Over at Cafe Hayek and Carpe Diem, Don Boudreaux and Mark Perry have been discussing a recent interview of Sally Smith, the CEO of Buffalo Wild Wings. The relevant aspect of the interview is this quote:
WSJ: How are minimum-wage increases affecting the way you make business decisions?
MS. SMITH: You look at where you can afford to open restaurants. We have one restaurant in Seattle, and we probably won’t be expanding there. That’s true of San Francisco and Los Angeles, too. One of the unintended consequences of rising minimum wages is youth unemployment. Almost 40% of our team members are under age 21. When you start paying $15 an hour, are you going to take a chance on a 17-year-old who’s never had a job before when you can find someone with more experience?
I’m not going to rehash their arguments. I recommend you check it out for yourself. Rather, I want to discuss something that empirical discussions need to be aware of.

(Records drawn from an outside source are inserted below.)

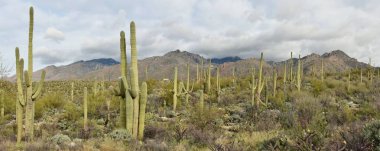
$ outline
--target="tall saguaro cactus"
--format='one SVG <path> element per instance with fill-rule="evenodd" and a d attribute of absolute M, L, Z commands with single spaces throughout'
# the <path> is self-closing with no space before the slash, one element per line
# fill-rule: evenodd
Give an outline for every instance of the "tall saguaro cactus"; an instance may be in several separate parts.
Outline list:
<path fill-rule="evenodd" d="M 211 93 L 211 59 L 208 64 L 207 68 L 207 85 L 206 85 L 206 93 L 210 94 Z"/>
<path fill-rule="evenodd" d="M 301 55 L 298 55 L 298 69 L 297 69 L 297 90 L 298 90 L 298 92 L 301 91 L 301 82 L 302 82 L 301 73 L 302 73 Z"/>
<path fill-rule="evenodd" d="M 190 89 L 190 66 L 189 66 L 189 64 L 187 64 L 186 67 L 187 67 L 187 79 L 186 79 L 186 88 L 184 88 L 184 93 L 186 95 L 185 96 L 186 105 L 189 105 L 189 97 L 190 97 L 190 93 L 193 91 L 194 83 Z"/>
<path fill-rule="evenodd" d="M 324 68 L 324 63 L 323 63 L 323 59 L 321 60 L 322 61 L 322 67 L 321 67 L 321 80 L 322 82 L 325 80 L 325 73 L 323 71 L 323 68 Z"/>
<path fill-rule="evenodd" d="M 277 92 L 277 72 L 273 70 L 273 97 L 276 97 Z"/>
<path fill-rule="evenodd" d="M 173 111 L 177 109 L 177 97 L 178 94 L 178 67 L 174 67 L 174 78 L 173 78 Z"/>
<path fill-rule="evenodd" d="M 220 69 L 219 68 L 216 68 L 216 97 L 217 97 L 217 101 L 220 102 L 220 95 L 221 95 L 221 91 L 220 91 Z"/>
<path fill-rule="evenodd" d="M 74 102 L 74 82 L 71 82 L 71 102 Z"/>
<path fill-rule="evenodd" d="M 261 53 L 259 77 L 258 77 L 259 79 L 258 79 L 257 88 L 256 88 L 256 106 L 257 107 L 259 107 L 260 103 L 264 104 L 261 101 L 261 91 L 263 90 L 264 85 L 265 85 L 265 81 L 266 81 L 266 79 L 263 77 L 263 64 L 264 64 L 263 56 L 264 56 L 264 54 Z"/>
<path fill-rule="evenodd" d="M 293 84 L 293 52 L 290 52 L 290 83 Z"/>
<path fill-rule="evenodd" d="M 249 84 L 249 88 L 251 89 L 251 105 L 253 106 L 255 104 L 255 91 L 256 91 L 256 83 L 255 83 L 255 69 L 251 69 L 251 82 Z"/>
<path fill-rule="evenodd" d="M 24 71 L 24 60 L 20 59 L 19 49 L 16 48 L 16 77 L 17 77 L 17 103 L 16 103 L 16 121 L 17 121 L 17 144 L 20 144 L 22 137 L 22 117 L 23 108 L 25 107 L 25 137 L 28 141 L 33 141 L 34 131 L 34 104 L 42 93 L 42 87 L 45 79 L 45 71 L 41 73 L 41 80 L 36 89 L 33 89 L 33 7 L 29 9 L 29 42 L 28 42 L 28 70 Z M 23 81 L 25 81 L 26 91 L 24 91 Z"/>
<path fill-rule="evenodd" d="M 136 48 L 136 25 L 132 21 L 130 24 L 130 44 L 131 44 L 131 69 L 130 85 L 127 81 L 127 55 L 125 44 L 125 33 L 120 32 L 120 70 L 121 78 L 119 89 L 114 89 L 117 96 L 121 96 L 120 102 L 120 123 L 134 138 L 143 138 L 145 121 L 145 106 L 147 102 L 146 82 L 142 83 L 142 90 L 139 89 L 138 61 Z M 142 129 L 142 130 L 141 130 Z"/>
<path fill-rule="evenodd" d="M 4 118 L 4 95 L 3 91 L 0 91 L 0 118 Z"/>
<path fill-rule="evenodd" d="M 83 89 L 83 129 L 85 131 L 88 130 L 88 122 L 87 122 L 87 87 Z"/>

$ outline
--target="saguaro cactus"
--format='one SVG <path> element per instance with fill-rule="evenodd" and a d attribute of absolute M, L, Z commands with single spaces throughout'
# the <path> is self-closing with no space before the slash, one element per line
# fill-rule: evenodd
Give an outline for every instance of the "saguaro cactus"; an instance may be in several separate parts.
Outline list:
<path fill-rule="evenodd" d="M 203 90 L 200 90 L 200 91 L 199 91 L 199 94 L 200 94 L 200 99 L 199 99 L 199 109 L 201 110 L 201 112 L 203 112 L 203 109 L 204 109 L 204 102 L 205 102 L 204 95 L 203 95 Z"/>
<path fill-rule="evenodd" d="M 74 82 L 71 82 L 71 102 L 74 102 Z"/>
<path fill-rule="evenodd" d="M 251 69 L 251 82 L 249 84 L 249 88 L 251 89 L 251 105 L 253 106 L 255 104 L 255 91 L 256 91 L 256 84 L 255 84 L 255 69 Z"/>
<path fill-rule="evenodd" d="M 197 64 L 197 83 L 199 83 L 200 79 L 199 79 L 199 65 Z"/>
<path fill-rule="evenodd" d="M 363 68 L 360 68 L 360 83 L 363 83 Z"/>
<path fill-rule="evenodd" d="M 216 97 L 217 97 L 218 102 L 220 102 L 220 95 L 221 95 L 219 76 L 220 76 L 220 70 L 219 68 L 216 68 Z"/>
<path fill-rule="evenodd" d="M 177 97 L 178 95 L 178 67 L 174 67 L 174 78 L 173 78 L 173 111 L 177 109 Z"/>
<path fill-rule="evenodd" d="M 232 84 L 236 85 L 235 67 L 232 67 Z"/>
<path fill-rule="evenodd" d="M 302 72 L 302 69 L 301 69 L 301 55 L 299 55 L 298 56 L 298 69 L 297 69 L 297 90 L 298 90 L 298 92 L 301 91 L 301 83 L 302 83 L 301 72 Z"/>
<path fill-rule="evenodd" d="M 323 66 L 324 66 L 324 63 L 323 63 L 323 59 L 321 60 L 321 62 L 322 62 L 322 67 L 321 67 L 321 80 L 322 80 L 322 82 L 325 80 L 325 73 L 324 73 L 324 71 L 323 71 Z"/>
<path fill-rule="evenodd" d="M 290 52 L 290 83 L 293 84 L 293 52 Z"/>
<path fill-rule="evenodd" d="M 206 93 L 210 94 L 211 93 L 211 59 L 208 64 L 207 68 L 207 85 L 206 85 Z"/>
<path fill-rule="evenodd" d="M 283 84 L 284 84 L 284 94 L 286 94 L 286 63 L 284 63 L 284 77 L 283 77 Z"/>
<path fill-rule="evenodd" d="M 190 66 L 187 64 L 187 80 L 186 80 L 186 88 L 184 88 L 184 93 L 185 93 L 185 102 L 186 105 L 189 105 L 189 97 L 190 93 L 193 91 L 194 88 L 194 83 L 193 86 L 190 89 Z"/>
<path fill-rule="evenodd" d="M 129 87 L 127 81 L 127 57 L 126 57 L 126 44 L 125 34 L 120 32 L 120 68 L 121 78 L 119 84 L 119 90 L 114 89 L 114 93 L 117 96 L 121 96 L 123 101 L 120 103 L 120 123 L 122 127 L 125 127 L 128 132 L 132 134 L 134 138 L 143 138 L 143 134 L 139 134 L 144 128 L 145 118 L 145 105 L 147 102 L 147 91 L 145 91 L 146 83 L 142 83 L 142 90 L 139 89 L 138 80 L 138 65 L 137 65 L 137 48 L 136 48 L 136 26 L 132 21 L 130 24 L 130 44 L 131 44 L 131 74 Z"/>
<path fill-rule="evenodd" d="M 260 57 L 260 68 L 259 68 L 259 79 L 257 83 L 257 88 L 256 88 L 256 106 L 259 107 L 260 103 L 264 104 L 261 101 L 261 91 L 264 88 L 265 81 L 266 79 L 263 78 L 263 64 L 264 64 L 264 59 L 263 59 L 264 54 L 261 53 Z"/>
<path fill-rule="evenodd" d="M 88 130 L 88 122 L 87 122 L 87 87 L 83 89 L 83 129 L 85 131 Z"/>
<path fill-rule="evenodd" d="M 348 86 L 347 86 L 347 91 L 350 91 L 351 89 L 351 71 L 348 71 Z"/>
<path fill-rule="evenodd" d="M 33 141 L 34 131 L 34 103 L 42 93 L 42 87 L 45 79 L 45 71 L 41 73 L 41 80 L 37 89 L 33 90 L 33 7 L 29 9 L 29 42 L 28 42 L 28 71 L 24 70 L 24 60 L 20 59 L 19 49 L 16 48 L 16 77 L 17 77 L 17 100 L 16 103 L 16 121 L 17 121 L 17 144 L 21 142 L 22 137 L 22 112 L 25 106 L 25 137 L 28 141 Z M 24 75 L 23 75 L 24 74 Z M 24 77 L 23 77 L 24 76 Z M 22 82 L 25 81 L 26 91 L 23 89 Z M 24 94 L 25 93 L 25 94 Z M 25 99 L 25 100 L 24 100 Z"/>
<path fill-rule="evenodd" d="M 19 49 L 16 47 L 16 77 L 17 77 L 17 97 L 16 97 L 16 123 L 17 123 L 17 145 L 19 146 L 23 131 L 23 108 L 25 106 L 24 91 L 23 91 L 23 70 L 24 59 L 20 59 Z"/>
<path fill-rule="evenodd" d="M 142 140 L 144 138 L 144 127 L 145 127 L 145 109 L 146 101 L 148 100 L 148 86 L 146 82 L 141 85 L 141 100 L 139 109 L 139 127 L 138 127 L 138 139 Z"/>
<path fill-rule="evenodd" d="M 4 95 L 3 91 L 0 91 L 0 117 L 4 118 Z"/>
<path fill-rule="evenodd" d="M 273 70 L 273 97 L 276 97 L 277 92 L 277 72 Z"/>

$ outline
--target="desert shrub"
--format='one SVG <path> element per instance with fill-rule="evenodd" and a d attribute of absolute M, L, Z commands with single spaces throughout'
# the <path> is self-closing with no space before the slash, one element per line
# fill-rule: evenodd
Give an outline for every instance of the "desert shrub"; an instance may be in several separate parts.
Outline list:
<path fill-rule="evenodd" d="M 82 108 L 75 103 L 67 102 L 63 107 L 64 114 L 63 117 L 68 121 L 77 121 L 79 120 L 83 114 L 81 114 Z"/>
<path fill-rule="evenodd" d="M 93 118 L 102 118 L 105 117 L 107 114 L 106 110 L 106 97 L 104 94 L 97 94 L 97 95 L 89 95 L 88 97 L 88 115 L 92 116 Z M 83 103 L 83 101 L 82 101 Z M 82 106 L 83 108 L 83 106 Z M 82 109 L 83 111 L 83 109 Z"/>
<path fill-rule="evenodd" d="M 195 108 L 190 115 L 189 122 L 201 130 L 205 130 L 206 128 L 209 130 L 215 130 L 219 127 L 219 125 L 216 124 L 219 123 L 217 121 L 222 117 L 223 112 L 215 107 L 210 107 L 207 111 L 206 108 L 208 108 L 207 105 L 205 105 L 204 111 L 201 111 L 198 107 Z"/>
<path fill-rule="evenodd" d="M 281 124 L 279 122 L 279 110 L 265 110 L 259 114 L 255 127 L 258 131 L 268 131 L 278 129 Z"/>
<path fill-rule="evenodd" d="M 363 130 L 364 138 L 370 141 L 372 149 L 380 151 L 380 121 L 368 123 Z"/>
<path fill-rule="evenodd" d="M 39 119 L 42 114 L 49 110 L 61 110 L 65 105 L 65 100 L 60 93 L 48 93 L 45 94 L 36 101 L 35 104 L 35 118 Z"/>
<path fill-rule="evenodd" d="M 291 150 L 294 149 L 290 145 L 285 135 L 279 135 L 269 140 L 265 140 L 259 146 L 259 150 Z"/>
<path fill-rule="evenodd" d="M 116 129 L 108 135 L 112 140 L 116 141 L 130 141 L 132 140 L 131 134 L 126 129 Z"/>
<path fill-rule="evenodd" d="M 285 110 L 279 115 L 279 122 L 282 128 L 290 129 L 297 125 L 296 111 L 290 103 L 286 103 L 285 106 Z"/>
<path fill-rule="evenodd" d="M 322 91 L 326 89 L 325 83 L 323 83 L 321 80 L 313 79 L 310 81 L 312 86 L 312 93 L 314 96 L 318 96 L 321 94 Z"/>
<path fill-rule="evenodd" d="M 298 93 L 294 97 L 294 106 L 297 110 L 297 119 L 302 128 L 307 128 L 313 116 L 321 112 L 319 101 L 307 94 Z"/>
<path fill-rule="evenodd" d="M 63 145 L 63 144 L 71 142 L 71 139 L 67 135 L 56 134 L 56 135 L 54 135 L 53 137 L 50 138 L 50 141 L 53 144 L 56 144 L 56 145 Z"/>
<path fill-rule="evenodd" d="M 351 123 L 339 132 L 346 150 L 372 150 L 372 143 L 363 135 L 362 123 Z"/>
<path fill-rule="evenodd" d="M 190 144 L 200 147 L 207 147 L 210 142 L 215 139 L 215 134 L 209 131 L 202 131 L 192 125 L 190 125 L 188 130 L 188 136 L 190 139 Z"/>
<path fill-rule="evenodd" d="M 146 125 L 144 129 L 144 137 L 148 139 L 163 140 L 168 136 L 168 132 L 163 125 L 165 124 Z"/>

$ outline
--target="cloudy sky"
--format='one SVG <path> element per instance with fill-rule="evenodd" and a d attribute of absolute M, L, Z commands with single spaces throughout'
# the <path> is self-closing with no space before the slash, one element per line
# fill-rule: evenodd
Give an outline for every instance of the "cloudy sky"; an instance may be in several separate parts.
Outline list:
<path fill-rule="evenodd" d="M 119 32 L 137 26 L 139 57 L 175 49 L 206 57 L 283 60 L 341 49 L 380 64 L 379 0 L 0 0 L 0 53 L 27 55 L 34 6 L 35 68 L 77 60 L 119 60 Z M 129 39 L 129 38 L 127 38 Z"/>

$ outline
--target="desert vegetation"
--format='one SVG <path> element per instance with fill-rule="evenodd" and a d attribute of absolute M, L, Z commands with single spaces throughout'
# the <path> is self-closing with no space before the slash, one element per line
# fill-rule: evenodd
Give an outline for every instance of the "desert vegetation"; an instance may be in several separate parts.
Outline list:
<path fill-rule="evenodd" d="M 258 66 L 228 76 L 201 60 L 159 80 L 138 66 L 132 21 L 130 64 L 120 32 L 118 80 L 44 81 L 42 71 L 36 82 L 32 7 L 29 15 L 28 62 L 16 48 L 16 81 L 0 81 L 0 150 L 380 150 L 380 70 L 371 63 L 330 72 L 320 59 L 306 72 L 291 53 L 268 69 L 261 53 Z"/>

Notice how M. Smith says she isn’t closing down her store, but rather not expanding operations. From a purely empirical viewpoint, this might look like there is no negative effects on employment. The same number of workers are still there.
But what is unseen is the jobs that were going to be there, but are not now. Say BWW would have opened another store with 20 MW workers. Now, with the new hike, those 20 potential jobs are gone. Even if the empirical work shows there were no job losses, the economic cost of the hike is still 20 jobs! These costs are unseen, but very real.